Something’s Gotta Give
Aktino, for instance, offers copper bonding, which quadruples the bandwidth available on a per-pair basis. Two T1 circuits now effectively become eight. “So you can give 400 percent more capacity on the same physical plant just by installing new electronics,” says Lalani. “And now, with multiple pairs together on the physical layer, you can provide redundancy and re-route capabilities in the case of an outage.”
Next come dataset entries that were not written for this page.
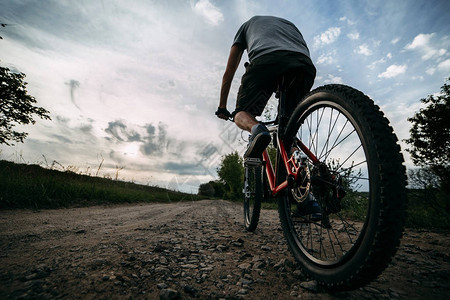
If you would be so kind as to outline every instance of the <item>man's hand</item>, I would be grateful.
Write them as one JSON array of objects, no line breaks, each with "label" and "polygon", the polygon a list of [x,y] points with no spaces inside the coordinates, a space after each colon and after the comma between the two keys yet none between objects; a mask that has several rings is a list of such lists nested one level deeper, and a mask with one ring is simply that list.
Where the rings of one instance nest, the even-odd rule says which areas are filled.
[{"label": "man's hand", "polygon": [[229,120],[231,119],[233,116],[231,115],[231,113],[228,111],[228,109],[226,108],[221,108],[219,107],[216,111],[216,116],[220,119],[224,119],[224,120]]}]

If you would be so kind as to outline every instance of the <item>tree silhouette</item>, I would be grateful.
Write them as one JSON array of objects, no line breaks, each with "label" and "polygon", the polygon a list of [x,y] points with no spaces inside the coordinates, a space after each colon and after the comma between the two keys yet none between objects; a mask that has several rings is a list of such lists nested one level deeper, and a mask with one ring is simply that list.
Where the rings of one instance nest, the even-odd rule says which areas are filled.
[{"label": "tree silhouette", "polygon": [[406,151],[416,166],[438,176],[446,211],[450,212],[450,85],[444,83],[440,95],[420,101],[426,107],[408,119],[412,123],[411,137],[405,142],[411,148]]},{"label": "tree silhouette", "polygon": [[[447,79],[448,80],[448,79]],[[426,105],[408,121],[412,123],[407,151],[417,166],[450,168],[450,85],[444,84],[441,94],[420,100]],[[438,174],[439,175],[439,174]]]},{"label": "tree silhouette", "polygon": [[37,101],[28,95],[24,78],[23,73],[0,67],[0,144],[11,145],[8,141],[23,143],[28,133],[14,131],[13,127],[36,123],[33,115],[50,120],[47,110],[34,105]]},{"label": "tree silhouette", "polygon": [[222,157],[222,161],[217,168],[217,174],[220,181],[225,183],[225,196],[231,199],[239,199],[242,195],[244,165],[237,151]]}]

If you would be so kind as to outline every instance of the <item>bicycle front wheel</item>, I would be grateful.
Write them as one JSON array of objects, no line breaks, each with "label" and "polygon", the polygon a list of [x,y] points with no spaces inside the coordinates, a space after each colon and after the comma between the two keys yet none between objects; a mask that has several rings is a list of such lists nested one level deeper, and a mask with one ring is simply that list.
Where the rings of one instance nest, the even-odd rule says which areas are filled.
[{"label": "bicycle front wheel", "polygon": [[263,168],[245,166],[244,168],[244,225],[247,231],[256,230],[263,198]]},{"label": "bicycle front wheel", "polygon": [[[331,289],[370,282],[395,254],[405,219],[405,168],[387,119],[361,92],[327,85],[302,100],[286,137],[293,156],[309,158],[301,182],[279,198],[290,251]],[[320,218],[302,216],[306,193],[320,205]]]}]

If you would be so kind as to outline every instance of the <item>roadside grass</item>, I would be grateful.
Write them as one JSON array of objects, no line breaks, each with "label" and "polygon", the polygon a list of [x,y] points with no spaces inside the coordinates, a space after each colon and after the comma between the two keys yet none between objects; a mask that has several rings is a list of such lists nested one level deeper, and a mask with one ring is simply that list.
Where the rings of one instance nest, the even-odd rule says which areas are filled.
[{"label": "roadside grass", "polygon": [[[67,170],[68,169],[68,170]],[[0,160],[0,209],[63,208],[119,203],[169,203],[211,199],[148,185],[52,170],[38,165],[17,164]],[[365,215],[365,197],[347,197],[341,214],[354,220]],[[242,203],[241,199],[235,202]],[[442,202],[442,201],[441,201]],[[276,199],[264,201],[263,209],[277,209]],[[450,228],[450,216],[424,201],[420,190],[408,190],[406,227]]]},{"label": "roadside grass", "polygon": [[62,208],[200,199],[205,197],[0,160],[0,209]]},{"label": "roadside grass", "polygon": [[[437,190],[408,190],[406,223],[413,228],[450,229],[449,195]],[[447,207],[446,207],[447,206]]]}]

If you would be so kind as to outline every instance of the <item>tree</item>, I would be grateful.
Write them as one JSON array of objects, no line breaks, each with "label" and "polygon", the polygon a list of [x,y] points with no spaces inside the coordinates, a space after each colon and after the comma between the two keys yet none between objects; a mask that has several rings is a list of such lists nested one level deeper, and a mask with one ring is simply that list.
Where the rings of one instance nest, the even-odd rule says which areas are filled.
[{"label": "tree", "polygon": [[226,190],[225,183],[220,182],[219,180],[210,181],[209,184],[214,188],[214,197],[223,198]]},{"label": "tree", "polygon": [[225,192],[225,183],[216,180],[200,184],[198,189],[199,195],[216,198],[223,198]]},{"label": "tree", "polygon": [[408,119],[411,137],[405,142],[411,148],[406,151],[416,166],[439,178],[445,209],[450,213],[450,85],[444,83],[440,95],[420,101],[426,106]]},{"label": "tree", "polygon": [[[439,196],[439,178],[429,168],[411,169],[408,171],[409,185],[415,193],[409,195],[409,205],[414,205],[414,201],[423,203],[434,210],[435,214],[448,211],[445,207],[447,203],[441,203]],[[417,196],[416,196],[417,195]],[[413,199],[416,196],[419,199]],[[413,203],[411,203],[413,202]]]},{"label": "tree", "polygon": [[34,124],[33,115],[50,120],[49,112],[35,106],[37,102],[28,95],[25,74],[13,73],[8,68],[0,67],[0,144],[10,145],[8,141],[23,143],[26,132],[17,132],[17,124]]},{"label": "tree", "polygon": [[[449,80],[449,79],[447,79]],[[430,167],[442,180],[450,179],[450,85],[441,94],[421,99],[426,105],[408,121],[412,122],[407,151],[417,166]]]},{"label": "tree", "polygon": [[200,186],[198,187],[198,194],[200,196],[214,197],[214,193],[214,187],[210,182],[200,184]]},{"label": "tree", "polygon": [[217,168],[220,180],[226,184],[225,196],[231,199],[239,199],[242,194],[244,182],[244,165],[242,158],[237,152],[222,157]]}]

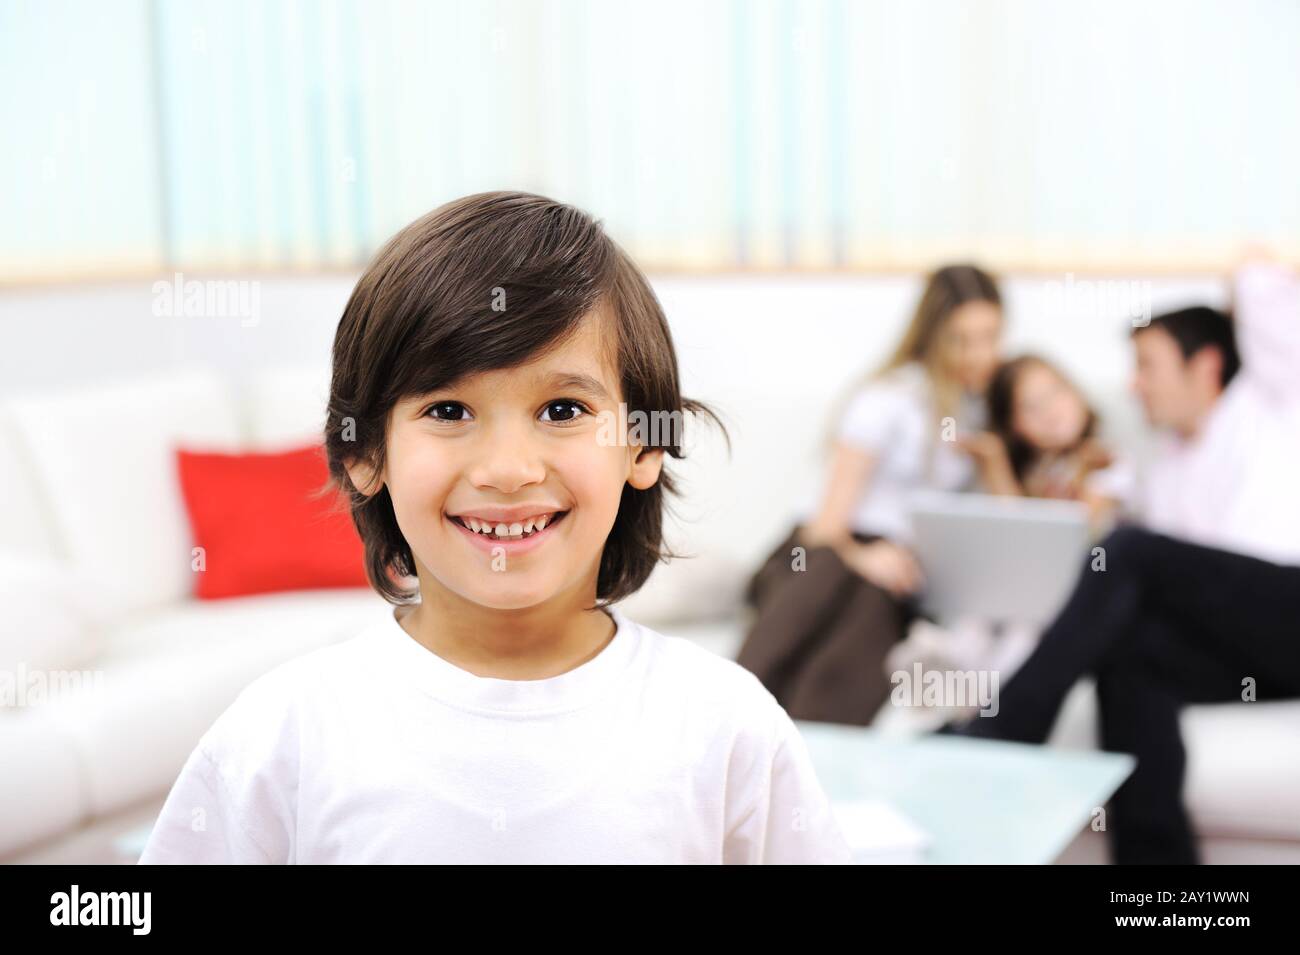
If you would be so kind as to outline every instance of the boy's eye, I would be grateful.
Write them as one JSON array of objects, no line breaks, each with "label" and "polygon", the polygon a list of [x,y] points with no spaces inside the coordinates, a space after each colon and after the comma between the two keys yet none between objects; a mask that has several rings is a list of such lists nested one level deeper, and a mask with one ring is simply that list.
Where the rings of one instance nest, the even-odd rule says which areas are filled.
[{"label": "boy's eye", "polygon": [[[559,415],[548,418],[548,421],[576,421],[580,415],[587,413],[586,405],[580,401],[572,401],[568,398],[562,401],[552,401],[546,406],[548,413],[555,408],[560,409]],[[574,413],[574,409],[576,409],[576,414]]]},{"label": "boy's eye", "polygon": [[430,405],[425,414],[435,421],[463,421],[465,419],[460,417],[460,413],[464,411],[465,406],[459,401],[439,401],[435,405]]},{"label": "boy's eye", "polygon": [[[435,421],[466,421],[470,417],[469,409],[459,401],[439,401],[430,405],[424,414]],[[548,404],[544,420],[558,424],[560,422],[576,421],[584,414],[590,414],[586,405],[581,401],[566,398]]]}]

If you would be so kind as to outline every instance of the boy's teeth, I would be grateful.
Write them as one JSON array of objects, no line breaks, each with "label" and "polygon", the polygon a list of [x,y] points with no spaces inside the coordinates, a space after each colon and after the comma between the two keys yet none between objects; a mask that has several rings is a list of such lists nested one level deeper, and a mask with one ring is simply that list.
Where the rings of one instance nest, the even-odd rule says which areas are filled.
[{"label": "boy's teeth", "polygon": [[526,521],[514,524],[490,524],[487,521],[480,521],[477,517],[467,517],[464,521],[465,525],[476,534],[485,534],[488,537],[521,537],[544,530],[553,516],[553,514],[543,514],[541,517],[530,517]]}]

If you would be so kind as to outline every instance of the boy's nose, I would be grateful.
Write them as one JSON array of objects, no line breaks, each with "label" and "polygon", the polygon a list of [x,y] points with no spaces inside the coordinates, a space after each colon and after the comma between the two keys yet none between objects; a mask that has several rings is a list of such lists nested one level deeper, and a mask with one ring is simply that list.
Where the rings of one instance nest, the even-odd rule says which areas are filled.
[{"label": "boy's nose", "polygon": [[480,451],[470,469],[470,481],[476,487],[491,487],[511,494],[546,477],[546,464],[538,442],[517,431],[485,442]]}]

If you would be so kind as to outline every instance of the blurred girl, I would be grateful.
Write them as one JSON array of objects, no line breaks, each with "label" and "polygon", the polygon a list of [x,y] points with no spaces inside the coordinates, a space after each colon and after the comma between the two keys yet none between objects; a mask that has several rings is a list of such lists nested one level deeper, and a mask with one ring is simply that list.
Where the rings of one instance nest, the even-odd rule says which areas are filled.
[{"label": "blurred girl", "polygon": [[1088,505],[1101,529],[1127,494],[1126,464],[1098,438],[1096,413],[1055,365],[1023,355],[1001,365],[988,391],[990,430],[959,437],[992,494]]}]

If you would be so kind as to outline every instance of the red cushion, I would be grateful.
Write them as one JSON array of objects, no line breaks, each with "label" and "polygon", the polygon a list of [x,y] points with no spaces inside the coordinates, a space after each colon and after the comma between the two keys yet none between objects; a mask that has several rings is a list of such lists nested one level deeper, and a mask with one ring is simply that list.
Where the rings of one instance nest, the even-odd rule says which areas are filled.
[{"label": "red cushion", "polygon": [[324,448],[222,454],[176,449],[203,600],[318,587],[365,587],[364,548],[334,493]]}]

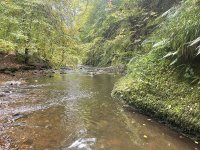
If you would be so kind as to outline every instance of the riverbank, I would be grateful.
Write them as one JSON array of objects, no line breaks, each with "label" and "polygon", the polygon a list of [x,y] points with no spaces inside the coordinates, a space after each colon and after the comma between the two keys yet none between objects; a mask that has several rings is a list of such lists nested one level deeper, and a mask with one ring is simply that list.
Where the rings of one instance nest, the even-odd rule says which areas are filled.
[{"label": "riverbank", "polygon": [[0,73],[0,84],[7,81],[17,81],[20,79],[30,79],[39,76],[53,77],[54,73],[70,74],[79,72],[89,76],[98,74],[124,74],[123,67],[89,67],[89,66],[66,66],[61,69],[44,69],[44,70],[19,70],[13,73]]},{"label": "riverbank", "polygon": [[15,54],[0,53],[0,83],[41,76],[46,74],[44,70],[49,68],[45,62],[24,64],[18,59]]},{"label": "riverbank", "polygon": [[200,85],[184,78],[184,70],[169,67],[162,55],[152,50],[130,63],[112,95],[200,141]]},{"label": "riverbank", "polygon": [[70,72],[82,72],[91,76],[103,73],[124,73],[124,66],[110,66],[110,67],[91,67],[91,66],[65,66],[60,69],[52,69],[46,62],[24,64],[17,60],[16,55],[0,53],[0,83],[29,79],[38,76],[48,75],[52,77],[54,73],[68,74]]},{"label": "riverbank", "polygon": [[30,79],[38,76],[46,75],[46,73],[38,70],[18,71],[13,75],[0,73],[0,84],[7,81],[18,81],[20,79]]}]

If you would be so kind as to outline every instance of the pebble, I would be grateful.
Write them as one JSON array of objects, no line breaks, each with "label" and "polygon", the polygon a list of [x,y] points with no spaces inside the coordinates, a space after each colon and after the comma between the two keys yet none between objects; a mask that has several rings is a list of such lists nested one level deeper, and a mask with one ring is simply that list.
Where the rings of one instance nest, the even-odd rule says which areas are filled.
[{"label": "pebble", "polygon": [[4,97],[6,96],[4,93],[0,93],[0,97]]}]

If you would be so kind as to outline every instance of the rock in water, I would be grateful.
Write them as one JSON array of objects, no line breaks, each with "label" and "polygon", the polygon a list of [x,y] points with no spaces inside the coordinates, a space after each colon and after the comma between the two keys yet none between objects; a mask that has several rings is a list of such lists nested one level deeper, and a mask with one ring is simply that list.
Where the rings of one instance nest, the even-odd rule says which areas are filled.
[{"label": "rock in water", "polygon": [[6,95],[4,93],[0,93],[0,97],[5,97]]},{"label": "rock in water", "polygon": [[24,84],[25,81],[23,79],[20,79],[19,81],[7,81],[5,82],[5,85],[7,86],[20,86],[21,84]]}]

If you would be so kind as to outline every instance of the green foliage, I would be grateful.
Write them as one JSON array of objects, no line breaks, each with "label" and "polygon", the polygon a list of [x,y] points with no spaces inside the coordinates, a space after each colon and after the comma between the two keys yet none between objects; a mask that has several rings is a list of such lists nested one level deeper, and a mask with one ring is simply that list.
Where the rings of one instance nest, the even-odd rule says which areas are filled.
[{"label": "green foliage", "polygon": [[[164,2],[168,5],[159,9],[154,8],[164,3],[160,0],[150,0],[151,6],[147,6],[146,1],[140,0],[116,0],[112,7],[106,3],[95,3],[81,34],[83,42],[95,45],[89,50],[86,64],[99,66],[127,64],[132,57],[145,53],[143,41],[146,41],[161,21],[163,22],[163,19],[155,18],[177,1],[166,0]],[[95,43],[95,39],[99,38],[102,39],[101,42]]]},{"label": "green foliage", "polygon": [[192,63],[198,56],[199,8],[196,0],[182,2],[182,5],[176,9],[172,8],[165,14],[166,20],[162,23],[161,30],[157,32],[159,38],[169,40],[169,53],[173,52],[176,55],[175,59],[181,63]]},{"label": "green foliage", "polygon": [[[128,74],[112,95],[200,138],[199,1],[174,6],[148,26],[156,29],[141,43],[143,53],[128,64]],[[138,48],[136,50],[139,50]]]},{"label": "green foliage", "polygon": [[[37,53],[55,66],[74,63],[73,8],[70,0],[3,0],[0,2],[0,47]],[[70,60],[70,61],[69,61]]]},{"label": "green foliage", "polygon": [[[91,45],[86,64],[109,66],[126,64],[131,59],[133,32],[130,18],[142,13],[134,4],[135,1],[119,0],[114,1],[112,6],[108,3],[95,4],[89,21],[83,26],[82,39]],[[97,11],[97,7],[102,9]]]},{"label": "green foliage", "polygon": [[9,41],[5,41],[3,39],[0,39],[0,51],[4,51],[4,52],[9,52],[15,49],[15,44],[9,42]]}]

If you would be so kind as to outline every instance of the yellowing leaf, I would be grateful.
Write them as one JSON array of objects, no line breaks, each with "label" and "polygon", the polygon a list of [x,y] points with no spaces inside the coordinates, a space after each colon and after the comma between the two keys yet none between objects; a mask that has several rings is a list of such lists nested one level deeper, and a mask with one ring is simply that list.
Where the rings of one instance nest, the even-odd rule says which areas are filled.
[{"label": "yellowing leaf", "polygon": [[145,139],[147,139],[148,137],[146,135],[143,136]]}]

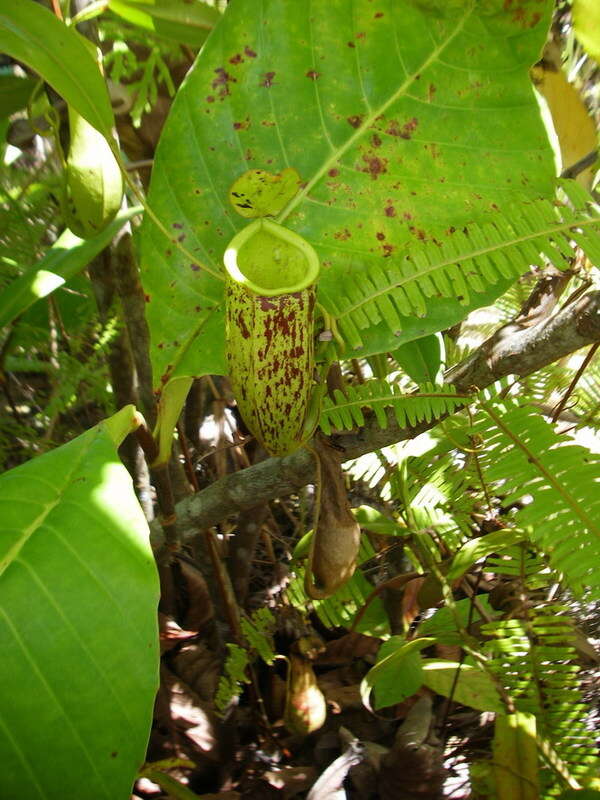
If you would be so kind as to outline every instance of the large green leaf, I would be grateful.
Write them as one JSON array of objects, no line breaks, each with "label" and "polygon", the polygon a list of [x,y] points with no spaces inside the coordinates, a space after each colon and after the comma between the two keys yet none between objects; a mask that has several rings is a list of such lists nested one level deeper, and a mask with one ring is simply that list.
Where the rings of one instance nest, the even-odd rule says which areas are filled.
[{"label": "large green leaf", "polygon": [[106,83],[76,31],[33,0],[0,0],[0,52],[38,72],[112,142],[114,119]]},{"label": "large green leaf", "polygon": [[[225,371],[223,287],[213,273],[245,224],[227,193],[248,169],[298,170],[305,186],[278,221],[318,251],[321,301],[333,312],[341,286],[393,267],[409,243],[451,247],[451,229],[493,219],[517,198],[551,196],[552,154],[527,71],[551,7],[234,0],[179,91],[156,154],[150,203],[172,237],[145,220],[155,383],[216,362]],[[500,294],[507,282],[496,280]],[[490,302],[489,285],[480,289]],[[416,326],[415,313],[401,313],[395,344],[465,311],[434,292]]]},{"label": "large green leaf", "polygon": [[8,325],[37,300],[47,297],[84,269],[123,225],[141,211],[141,206],[122,211],[91,239],[80,239],[70,230],[65,230],[37,264],[3,289],[0,296],[0,327]]},{"label": "large green leaf", "polygon": [[158,686],[158,581],[116,447],[133,406],[0,478],[0,796],[127,800]]}]

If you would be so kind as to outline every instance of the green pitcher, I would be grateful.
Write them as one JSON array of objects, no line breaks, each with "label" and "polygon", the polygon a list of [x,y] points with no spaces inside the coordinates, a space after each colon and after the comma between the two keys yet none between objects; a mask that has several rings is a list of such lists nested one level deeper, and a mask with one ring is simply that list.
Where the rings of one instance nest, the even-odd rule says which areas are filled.
[{"label": "green pitcher", "polygon": [[297,234],[257,219],[224,257],[227,359],[249,430],[272,455],[302,444],[313,387],[319,259]]}]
Another approach is aggregation, which will become particularly handy as cell site traffic migrates to IP. Operators can multiplex lower-speed data feeds at the base station into a single, fatter pipe (DS3, IP, ATM or metro Ethernet services), by way of a multiservice provisioning platform available from vendors like Cisco Systems Inc. and Kentrox LLC. Operators then pay for the single higher-speed line to the switching center, lowering their cost-per-bit for backhaul. These platforms also offer radio-access network optimization, and built-in redundancy and service protection. So-called “wireless fiber” technology is another emerging alternative for cellular operators from companies like FiberTower Corp., GigaBeam Corp., Harris MCD and Nextlink Wireless Inc. “Very few base stations are covered by fiber today, and it is more expensive than adding T1s to trench it to the cell site,” says Tim Dunne, vice president of business operations at Nextlink, which offers wireless metro Ethernet services it says can offer 20 percent to 50 percent backhaul savings over leasing T1s. “We can cover, in general, 40 to 70 percent of a given market’s cell sites with five-nines reliability, depending on line-of-site and topographical characteristics and where we can put in hubs.” Nextlink offers a turnkey service for carriers where it provides equipment, maintenance, engineering, installation and operations, and the links can run both TDM and Ethernet IP traffic. Whichever direction carriers choose to go, the next three years promise a significant evolution in the backhaul arena. “The LECs don’t want to let go of those checks,” says Lalani. “But their strategy going forward will have to deal with this transition to a more efficient physical layer.”